The Escalation of a Competitive Stance
The rivalry between Base and Solana has entered a new phase with the introduction of the Base-Solana bridge. This latest development traces back to September 2025, when Alex Cutler, co-founder of Aerodrome, declared at Basecamp that Base would aim to “flip Solana.” This statement drew the attention of Mert Mumtaz, CEO of Helius Labs and a prominent defender of Solana.
Tensions have since escalated following Base's launch of the bridge to Solana on December 4. Prominent builders within the Solana ecosystem have accused Jesse Pollak of masking a "vampire attack" under the guise of interoperability.
Examining the 'Healthy Competition' Bridge
The newly launched bridge leverages Chainlink CCIP and Coinbase infrastructure, enabling users to transfer assets between Base and Solana. Its initial integrations include applications native to Base such as Zora, Aerodrome, Virtuals, Flaunch, and Relay.
While Jesse Pollak presented the move as a pragmatic, bidirectional initiative, Vibhu Norby, founder of the Solana creator platform DRiP, argued that it was anything but. Norby shared footage from Basecamp showing Aerodrome’s Alexander Cutler stating that Base would “flip Solana” and become the world's largest chain. Norby's commentary was direct: “These are not partners; if they had it their way, Solana would not exist.”
Jesse Pollak appeared to take issue with Norby's post, initiating a discourse on the true implications of the bridge for both networks.

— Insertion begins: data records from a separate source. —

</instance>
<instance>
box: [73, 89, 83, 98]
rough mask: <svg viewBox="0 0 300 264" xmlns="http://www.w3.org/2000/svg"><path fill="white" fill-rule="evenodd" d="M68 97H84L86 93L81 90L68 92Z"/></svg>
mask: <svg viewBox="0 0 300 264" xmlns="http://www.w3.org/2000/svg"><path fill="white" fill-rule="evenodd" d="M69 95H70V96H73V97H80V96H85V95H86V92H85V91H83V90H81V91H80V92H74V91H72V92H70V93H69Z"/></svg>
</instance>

In his reply, Pollak stated that Base developed the bridge to Solana because “Solana assets deserve to have access to the Base economy and Base assets should have access to Solana.”
However, Norby countered with allegations that Base deliberately excluded Solana-based applications from the launch and did not engage with the Solana Foundation's marketing or operations teams. Akshay BD, a notable figure associated with Solana's Superteam, added his perspective, stating, “Calling it bidirectional doesn’t make it so. It’s a bridge between two economies that has net import/export result based on how you roll it out. I don’t mind that you’re competitive… I mind that you’re being dishonest.”
In response, Pollak acknowledged that the team could have “improved the way we communicated to the Solana Foundation, but the idea that there’s some conspiracy here is just ungrounded in reality.”
Skepticism from Solana's Co-Founder
The discussion thread had already gained significant attention and caught the eye of Anatoly Yakovenko, co-founder of Solana. Yakovenko suggested, “Migrate Base apps to Solana so they execute on Solana and the transactions are linearized by Solana staked block producers. That would be good for Solana developers. Otherwise, it’s alignment bullshit.”
Throughout the debate, Pollak repeatedly emphasized that Base had announced the bridge in September and had begun discussions with Yakovenko and others in May. He reiterated that the bridge is bidirectional, intended to benefit developers on both Base and Solana by providing access to each other's economies.
Despite these assurances, prominent figures within the Solana community argue that the manner in which Base launched the bridge suggests its primary function is to divert Solana's capital into Base's ecosystem, while marketing it as reciprocal infrastructure.
If the bridge exclusively facilitates Base applications importing Solana assets, while retaining all execution and fee revenue on Base, it effectively extracts value from the SOL ecosystem without offering reciprocal benefits. This scenario aligns with the "vampire attack" thesis put forth by individuals like Yakovenko.
Pollak remains convinced that this is not the case, arguing in the thread that both chains can engage in competition and collaboration simultaneously. He stated that the bridge was developed in response to a desire from developers on both sides for access to each other's economies.
He also claimed that Base made attempts to engage Solana ecosystem participants during the nine months of bridge development. However, he noted that, with the exception of some meme projects like Trencher and Chillhouse that chose to collaborate, "folks weren’t really interested."
Norby and Akshay countered this by arguing that releasing a repository without coordinating launch partners or working with the Solana Foundation suggests a tactical extraction strategy disguised as open-source infrastructure.
Solana's Potential Gains from the Base Bridge
Prominent voices in the Solana community contend that through this bridge, Base gains immediate access to Solana's significant cultural and financial momentum. This is particularly noteworthy given Solana's recent prominence in meme coin trading, NFT speculation, and retail onboarding over the past year.
By integrating SOL and SPL tokens into Base applications, Base benefits from this energy and positions itself as a "neutral" interoperability layer connecting various ecosystems.
Advocates for Solana maintain that the network only gains optionality, not guaranteed value capture, from this arrangement. For the relationship to be truly reciprocal, the bridge must incentivize Base developers to experiment with execution on Solana or encourage Solana applications to utilize Base liquidity pools for bridged assets.
Should the bridge function primarily as a one-way conduit, channeling Solana assets into Base's economy, Solana risks becoming a feeder chain for Base's decentralized finance sector rather than a primary destination. In such a scenario, Solana would be the losing party.